A library and tool to convert GloVe-formatted data into a binary format with built-in search index and to search that index.
Inspired by glove.c.
The API is documented in glove.h
, which presents a clean, C-like,
FFI-friendly interface to the functionality in glove.c
. All allocation
and file I/O is handled by the caller. The implementation is freestanding
and does not require a libc (beyond compiler's standard requirements).
The conversion tool converts standard input to standard output. The lookup tool memory maps the database on standard input and looks up each command line argument.
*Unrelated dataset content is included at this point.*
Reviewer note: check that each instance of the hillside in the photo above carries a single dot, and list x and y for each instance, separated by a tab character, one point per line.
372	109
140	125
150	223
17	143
In both cases, standard input must be a file, not a pipe.
$ glove-convert <glove.840B.300d.txt >glove.840B.300d.db
$ glove-lookup <glove.840B.300d.db hello world
hello ...
world ...
For command line tools, compile each glove-*_PLATFORM.c
or use make
:
$ cc -O2 -o glove-convert glove-convert_PLATFORM.c
$ cc -O2 -o glove-lookup glove-lookup_PLATFORM.c
For the library on POSIX:
$ cc -shared -O2 -o libglove.so glove.c
Library on Windows (w64devkit):
$ cc -shared -nostdlib -O2 -o glove.dll glove.c glove.def -lmemory
Library on Windows (MSVC):
$ cl /LD /O2 glove.c /link /def:glove.def
The database is laid out as a series of 32-bit words in native byte order, except for the string table at the end. It is a full copy, independent of the original text data.
i32 : number of words (nwords)
i32 : number of dimensions (ndims)
i32 : mask-step-index exponent (exp)
i32[nwords] : array of string table offsets to word endings
f32[ndims*nwords] : 2D array of all embedding data
i32[1<<exp] : mask-step-index hash table slots
u8[] : string table
It is intended to be memory-mapped and used in place. The index is an MSI hash table with an FNV hash on words as keys. For its keys, hash table slots reference the offset array using 1-indexing, reserving zero for empty slots, and the embeddings array for values for key matches.
String table offsets are one-past-the-end of the word, which allows length and offset to be encoded simultaneously. To determine word length, compare the offset to the preceeding word in the array. The first word lacks a preceeding word, and so its offset is also its length.